Hauser roared with laughter, then stripped off his own shirt. It had the word Descension stencilled across the chest in shiny metallic lettering. He put on the professor's gear and, clutching the bottle of scotch, made for the front door. He hadn't noticed the Post-it note with Froth's emulation of Trish's signature. It had slipped down and was now attached to the T-shirt's hem.

`What do you call that exchange of vestments?' the sociologist of pop shouted after him, `and is your wearing a Pet Shop Boys T-shirt ironic?'

`Potlatch!' Hauser shouted at him from the street, then disappeared into the night. With a sigh, Semen Froth picked up the Descension shirt - some band he'd never even heard of! - scooped up the rest of his clothes, and made for Trish's bedroom. He couldn't face the gibbering inanities of a crew of E-brained kids. Trish was okay giving head when out of her brain, but to listen to her talk was simply too much. He also picked up the copy of Materialist Esthetix from the sidetable, holding the fanzine awkwardly between his shoes. Hauser's glib exposition of the dubious roots of his current intellectual pretensions had disturbed him. Maybe this mysterious Out To Lunch had the key to the problem. Froth managed to get up the stairs and into Trish's bedroom before the revellers made it to the back door - they'd been playing some cacophonous game with the dustbin lids until a neighbouring window flew up and they got a barracking. However, by the time Froth got into Trish's bed - slightly malodorous, but nonetheless comforting - the copy of Materialist Esthetix clutched in his hand had somehow reverted to a copy of yesterday's Daily Sport. Ah well, at least he could read Gary Oikle's pop page while he waited for his teenage lover.
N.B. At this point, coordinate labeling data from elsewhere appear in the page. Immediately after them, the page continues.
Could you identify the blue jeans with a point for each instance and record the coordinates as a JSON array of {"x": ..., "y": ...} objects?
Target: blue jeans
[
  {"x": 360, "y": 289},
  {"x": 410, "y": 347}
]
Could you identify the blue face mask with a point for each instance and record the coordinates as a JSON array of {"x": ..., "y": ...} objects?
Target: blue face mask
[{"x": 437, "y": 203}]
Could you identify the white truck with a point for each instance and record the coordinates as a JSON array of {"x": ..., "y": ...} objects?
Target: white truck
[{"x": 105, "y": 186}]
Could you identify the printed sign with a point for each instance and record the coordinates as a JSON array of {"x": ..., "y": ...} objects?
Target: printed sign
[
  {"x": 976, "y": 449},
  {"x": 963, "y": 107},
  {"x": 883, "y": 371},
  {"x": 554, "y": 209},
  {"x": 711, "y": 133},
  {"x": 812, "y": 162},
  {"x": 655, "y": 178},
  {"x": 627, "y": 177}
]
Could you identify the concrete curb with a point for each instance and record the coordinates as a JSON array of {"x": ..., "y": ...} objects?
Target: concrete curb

As he heard her footsteps on the stairs, Froth put away the newspaper and lay very still, the bedclothes pulled up to his chin. He trembled with anticipation. His cock was stiff. His toes protruded from the bedclothes. The door swung open, and there stood Trish, an androgynous blonde about five foot tall, wearing an elegantly-cut T-shirt that revealed slim shoulders. Clean, stone-washed levis, a brown leather belt and plimsolls - not trainers - completed a cool, understatedly `alternative' outfit. An ironic Bay City Rollers badge twinkled on a shapely ... chest. But wasn't Trish pregnant? Oh, honestly, thought Froth sleepily, I'm believing my own stories, letting my own rumours impinge on reality. How could Trish be pregnant? Trish ... Trish ... Trish is a boy! Trained in the musico-sexual ethics instilled in him by his guru Mark Sprinkle, Trish was keen to take his post-gendered sexuality into every possible crevice, especially if he could get next to Britain's most illustrious Pet Shop Boys fan and Peter Pan Award manager. Trish quickly threw off his clothes and got into bed with his sugar-daddy. Who cares which gender is giving the blow-job? Trish swallowed it, and that's all that mattered to Semen Froth!